MARKS OF THE CROSS
J. Grant Swank, Jr.
". . .I bear in my body the marks of the Lord Jesus." Galatians 6:l7
Paul carried the cross. Paul was eventually crucified on a cross.
While doing his gospel work around the Mediterranean, Paul often was beaten, dragged about, spat upon, derided scornfully, maligned, lied about, jailed.
Paul surely did cross his skin with the marks of the cross. He was justly proud of the surrender of his mortal frame to the work of Jesus. There was no complaint in his final statement in his epistle to the Galatians. It was penned as a matter of faith fact. Paul had acted out in life what he had preached and taught to others.

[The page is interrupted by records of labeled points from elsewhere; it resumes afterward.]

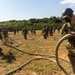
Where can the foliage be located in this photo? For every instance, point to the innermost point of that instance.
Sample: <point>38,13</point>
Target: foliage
<point>33,22</point>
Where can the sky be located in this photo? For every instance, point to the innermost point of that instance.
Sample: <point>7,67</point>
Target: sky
<point>27,9</point>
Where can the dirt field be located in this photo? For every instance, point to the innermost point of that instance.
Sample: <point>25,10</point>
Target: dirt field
<point>12,58</point>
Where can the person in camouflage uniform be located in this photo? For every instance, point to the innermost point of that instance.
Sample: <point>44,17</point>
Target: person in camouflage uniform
<point>68,27</point>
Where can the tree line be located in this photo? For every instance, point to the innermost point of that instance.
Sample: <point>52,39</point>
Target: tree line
<point>33,22</point>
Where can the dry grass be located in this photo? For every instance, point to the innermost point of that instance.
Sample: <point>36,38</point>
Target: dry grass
<point>36,45</point>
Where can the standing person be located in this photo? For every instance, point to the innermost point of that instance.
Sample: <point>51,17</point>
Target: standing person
<point>25,32</point>
<point>69,18</point>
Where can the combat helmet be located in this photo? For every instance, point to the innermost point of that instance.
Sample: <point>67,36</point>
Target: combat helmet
<point>66,12</point>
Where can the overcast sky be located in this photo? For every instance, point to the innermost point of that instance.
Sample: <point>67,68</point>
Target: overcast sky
<point>26,9</point>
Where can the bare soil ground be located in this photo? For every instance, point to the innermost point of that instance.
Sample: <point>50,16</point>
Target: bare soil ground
<point>12,58</point>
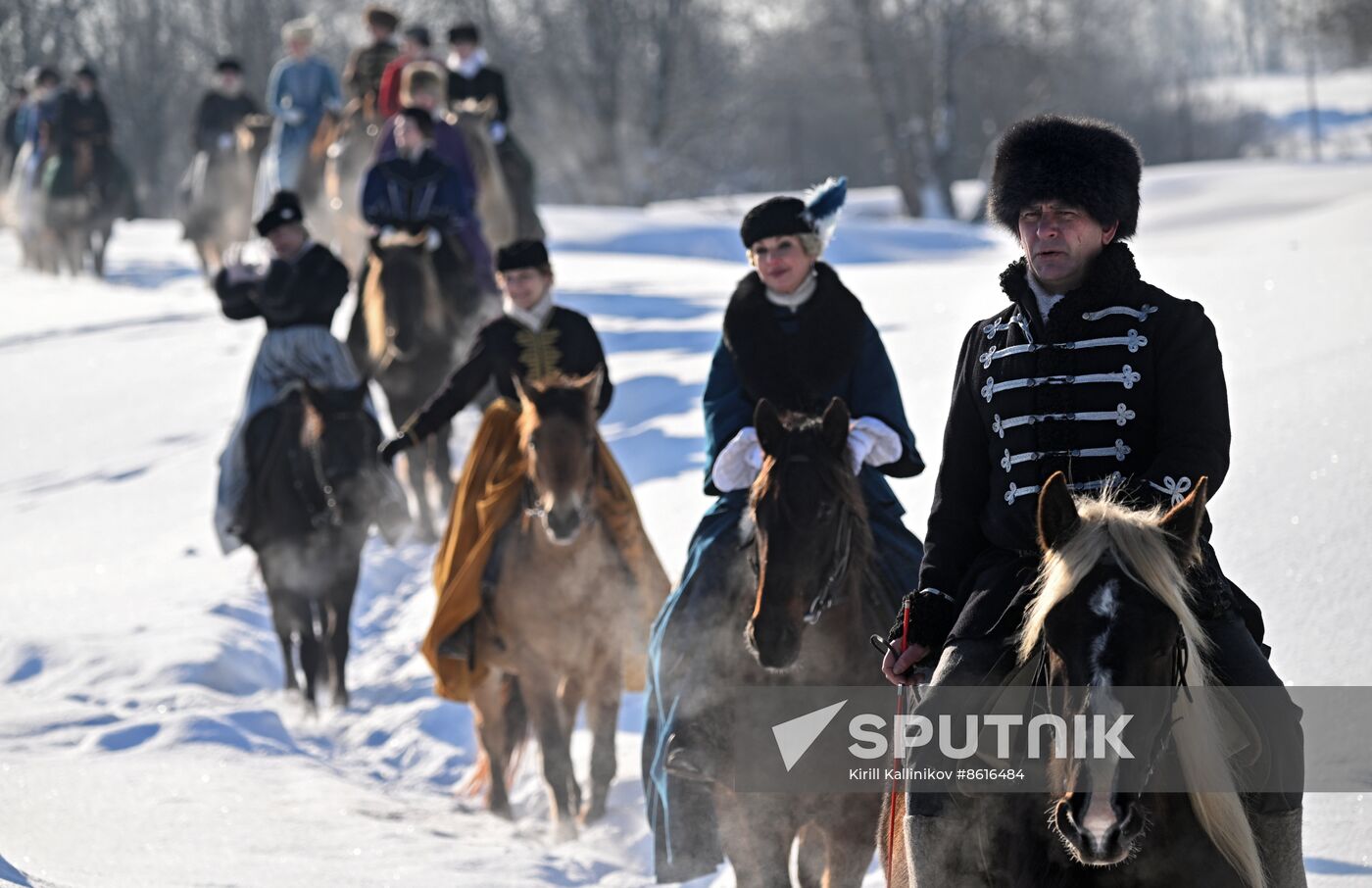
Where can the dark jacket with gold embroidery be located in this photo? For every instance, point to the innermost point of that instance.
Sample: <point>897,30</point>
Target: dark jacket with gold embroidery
<point>505,350</point>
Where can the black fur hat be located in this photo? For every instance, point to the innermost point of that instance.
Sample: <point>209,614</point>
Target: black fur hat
<point>1080,161</point>
<point>772,219</point>
<point>521,254</point>
<point>285,209</point>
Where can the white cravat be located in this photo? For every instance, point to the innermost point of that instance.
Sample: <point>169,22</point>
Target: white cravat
<point>799,297</point>
<point>534,318</point>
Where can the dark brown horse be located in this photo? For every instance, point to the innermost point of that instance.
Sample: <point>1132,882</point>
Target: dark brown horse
<point>352,143</point>
<point>219,206</point>
<point>417,329</point>
<point>313,497</point>
<point>802,600</point>
<point>1110,611</point>
<point>556,626</point>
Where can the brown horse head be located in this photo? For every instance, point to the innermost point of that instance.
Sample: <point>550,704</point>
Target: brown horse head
<point>811,523</point>
<point>1111,623</point>
<point>559,439</point>
<point>401,302</point>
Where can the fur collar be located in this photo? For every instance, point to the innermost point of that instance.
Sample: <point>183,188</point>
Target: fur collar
<point>1110,280</point>
<point>798,370</point>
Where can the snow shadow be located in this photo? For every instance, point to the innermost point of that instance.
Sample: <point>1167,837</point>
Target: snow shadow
<point>1324,866</point>
<point>13,876</point>
<point>648,397</point>
<point>89,329</point>
<point>855,242</point>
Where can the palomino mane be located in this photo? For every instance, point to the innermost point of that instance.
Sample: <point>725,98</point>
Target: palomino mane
<point>1139,545</point>
<point>417,276</point>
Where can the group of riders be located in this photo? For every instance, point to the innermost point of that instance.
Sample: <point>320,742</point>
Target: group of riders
<point>59,161</point>
<point>1087,370</point>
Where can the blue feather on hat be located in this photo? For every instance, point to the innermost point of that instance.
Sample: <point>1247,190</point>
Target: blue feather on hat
<point>823,202</point>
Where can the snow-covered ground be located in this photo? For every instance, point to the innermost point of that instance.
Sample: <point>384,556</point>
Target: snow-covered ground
<point>143,740</point>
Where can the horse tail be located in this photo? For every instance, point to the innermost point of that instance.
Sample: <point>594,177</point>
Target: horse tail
<point>811,857</point>
<point>517,733</point>
<point>1221,814</point>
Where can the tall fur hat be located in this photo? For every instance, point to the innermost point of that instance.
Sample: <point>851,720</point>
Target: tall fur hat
<point>1080,161</point>
<point>422,77</point>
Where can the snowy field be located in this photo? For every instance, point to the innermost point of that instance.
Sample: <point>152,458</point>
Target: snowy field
<point>144,743</point>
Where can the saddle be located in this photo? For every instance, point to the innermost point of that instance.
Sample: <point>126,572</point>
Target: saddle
<point>292,485</point>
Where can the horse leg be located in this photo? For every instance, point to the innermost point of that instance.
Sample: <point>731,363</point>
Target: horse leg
<point>848,833</point>
<point>285,617</point>
<point>757,833</point>
<point>569,698</point>
<point>603,715</point>
<point>416,465</point>
<point>545,713</point>
<point>338,613</point>
<point>443,466</point>
<point>493,730</point>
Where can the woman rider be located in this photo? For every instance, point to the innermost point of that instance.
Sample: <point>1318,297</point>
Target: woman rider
<point>295,290</point>
<point>795,335</point>
<point>534,339</point>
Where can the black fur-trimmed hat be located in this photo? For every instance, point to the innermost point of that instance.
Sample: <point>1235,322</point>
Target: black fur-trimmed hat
<point>1080,161</point>
<point>521,254</point>
<point>775,217</point>
<point>285,209</point>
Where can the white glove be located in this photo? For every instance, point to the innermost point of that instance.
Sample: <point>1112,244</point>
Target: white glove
<point>873,442</point>
<point>738,463</point>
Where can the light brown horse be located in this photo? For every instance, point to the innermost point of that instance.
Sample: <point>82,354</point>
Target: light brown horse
<point>350,144</point>
<point>562,611</point>
<point>220,202</point>
<point>494,206</point>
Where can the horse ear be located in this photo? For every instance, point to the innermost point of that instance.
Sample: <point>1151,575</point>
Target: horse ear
<point>1058,519</point>
<point>836,425</point>
<point>767,421</point>
<point>525,402</point>
<point>592,386</point>
<point>1184,521</point>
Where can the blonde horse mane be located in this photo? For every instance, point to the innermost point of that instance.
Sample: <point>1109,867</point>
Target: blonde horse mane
<point>1141,548</point>
<point>379,346</point>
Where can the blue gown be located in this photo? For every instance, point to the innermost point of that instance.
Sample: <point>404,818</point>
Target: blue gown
<point>304,89</point>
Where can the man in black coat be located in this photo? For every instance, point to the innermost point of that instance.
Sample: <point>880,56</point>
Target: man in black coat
<point>1100,374</point>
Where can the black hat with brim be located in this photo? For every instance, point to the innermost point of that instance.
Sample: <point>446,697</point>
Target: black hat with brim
<point>284,210</point>
<point>1081,162</point>
<point>521,254</point>
<point>774,219</point>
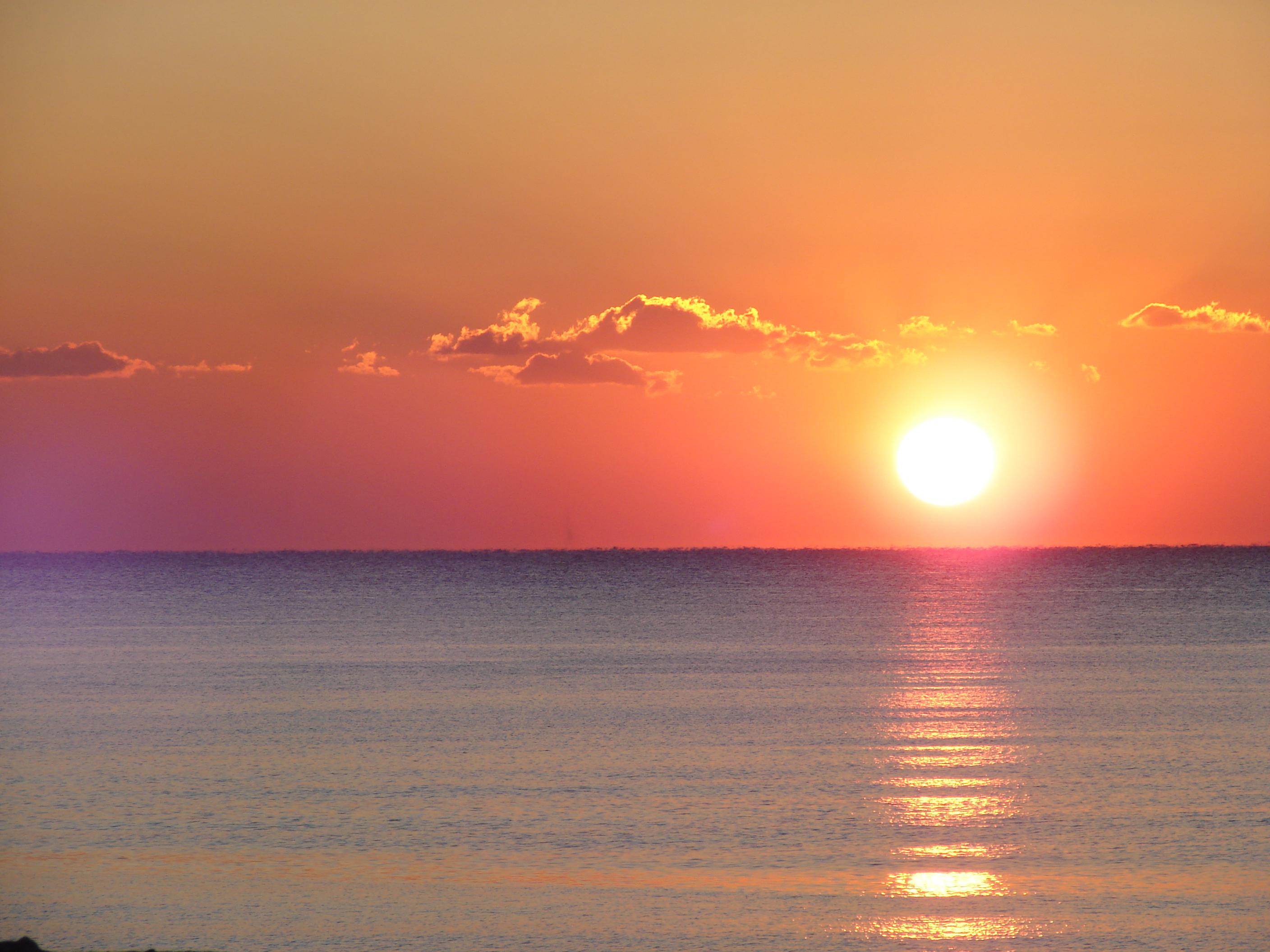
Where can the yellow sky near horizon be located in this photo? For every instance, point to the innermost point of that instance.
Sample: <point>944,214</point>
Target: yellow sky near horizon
<point>262,184</point>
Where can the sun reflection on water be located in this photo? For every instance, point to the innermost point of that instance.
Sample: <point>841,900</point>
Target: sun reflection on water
<point>935,928</point>
<point>945,884</point>
<point>950,749</point>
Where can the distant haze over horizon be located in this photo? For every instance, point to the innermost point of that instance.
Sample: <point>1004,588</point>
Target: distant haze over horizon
<point>491,276</point>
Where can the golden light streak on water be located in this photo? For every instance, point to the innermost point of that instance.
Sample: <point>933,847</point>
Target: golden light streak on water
<point>950,851</point>
<point>930,883</point>
<point>943,928</point>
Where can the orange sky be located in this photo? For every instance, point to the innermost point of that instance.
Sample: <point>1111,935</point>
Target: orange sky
<point>793,215</point>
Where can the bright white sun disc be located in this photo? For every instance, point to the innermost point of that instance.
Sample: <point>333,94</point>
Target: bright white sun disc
<point>945,461</point>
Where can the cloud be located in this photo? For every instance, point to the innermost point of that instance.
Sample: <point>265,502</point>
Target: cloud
<point>1040,330</point>
<point>675,325</point>
<point>514,333</point>
<point>576,367</point>
<point>202,367</point>
<point>368,363</point>
<point>1207,318</point>
<point>922,327</point>
<point>647,324</point>
<point>87,360</point>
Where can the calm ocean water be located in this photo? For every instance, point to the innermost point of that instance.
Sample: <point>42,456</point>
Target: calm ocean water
<point>638,751</point>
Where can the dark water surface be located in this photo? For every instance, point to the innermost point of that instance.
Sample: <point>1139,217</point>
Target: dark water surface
<point>1062,749</point>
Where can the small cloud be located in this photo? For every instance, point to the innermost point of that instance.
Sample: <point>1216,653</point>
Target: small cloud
<point>1207,318</point>
<point>514,333</point>
<point>203,367</point>
<point>368,363</point>
<point>578,369</point>
<point>922,327</point>
<point>648,324</point>
<point>86,360</point>
<point>1040,330</point>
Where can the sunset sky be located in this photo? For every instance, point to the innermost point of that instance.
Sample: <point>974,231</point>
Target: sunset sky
<point>470,276</point>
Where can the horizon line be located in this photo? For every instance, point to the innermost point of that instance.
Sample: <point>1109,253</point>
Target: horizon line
<point>596,550</point>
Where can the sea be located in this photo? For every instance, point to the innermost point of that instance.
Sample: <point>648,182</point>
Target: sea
<point>587,751</point>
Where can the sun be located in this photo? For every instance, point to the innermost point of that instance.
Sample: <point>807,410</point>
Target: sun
<point>945,461</point>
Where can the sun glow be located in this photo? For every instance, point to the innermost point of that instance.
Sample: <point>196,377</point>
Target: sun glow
<point>945,461</point>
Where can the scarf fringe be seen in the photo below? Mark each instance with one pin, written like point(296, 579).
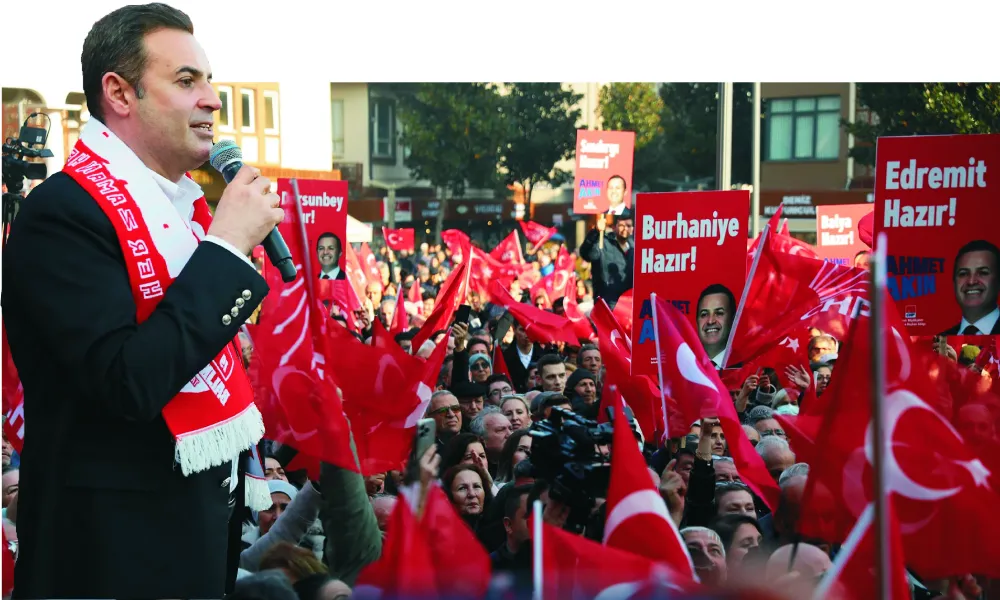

There are scores of others who have seen through the body scars as Paul experienced them. Most of these warriors we will never meet here. We will not know their names. They are known however to heaven. And that is all that finally matters.
In other words, there are those believers who have taken so seriously the final judgment that they consider any sacrifice on earth worth it. They are envisioning the last day. Their biography conclusions are riveted on the smile of Jesus Christ at the very close of it all on this earth.
When one keeps his eyes on the last moment, then one can live with any cross currents come upon while journeying here below. That is the perspective that is most healthy when picking up the daily cross.
Ask yourself where you will be one hundred years from today. And what will you be doing? And will anyone really know that you once breathed here fifty years after you have disappeared? Will anyone really care to know?
If the hereafter is truly the most important aspect of your on-going existence, then whatever is endured here should relate to that. The pull of that magnet should dominate anything endured here.
What marks do you and I carry in our bodies on behalf of the cross?
We are daily undone emotionally because of some cutting remark. We become depressed over some act of unkindnesses leveled against us. We are torn apart by lies that circulate about our characters.
Are we persons of good integrity? Do we have clean consciences before God? Then what others think and say can take back seat for we have our eyes on the final day. It is what Jesus will say about our lives that must be uppermost now and then.
Let be whatever cruel marks may attach themselves to our bodies and reputations. After the first step in heaven, what will all that really matter? Not a thing.
Then let it really matter nothing now.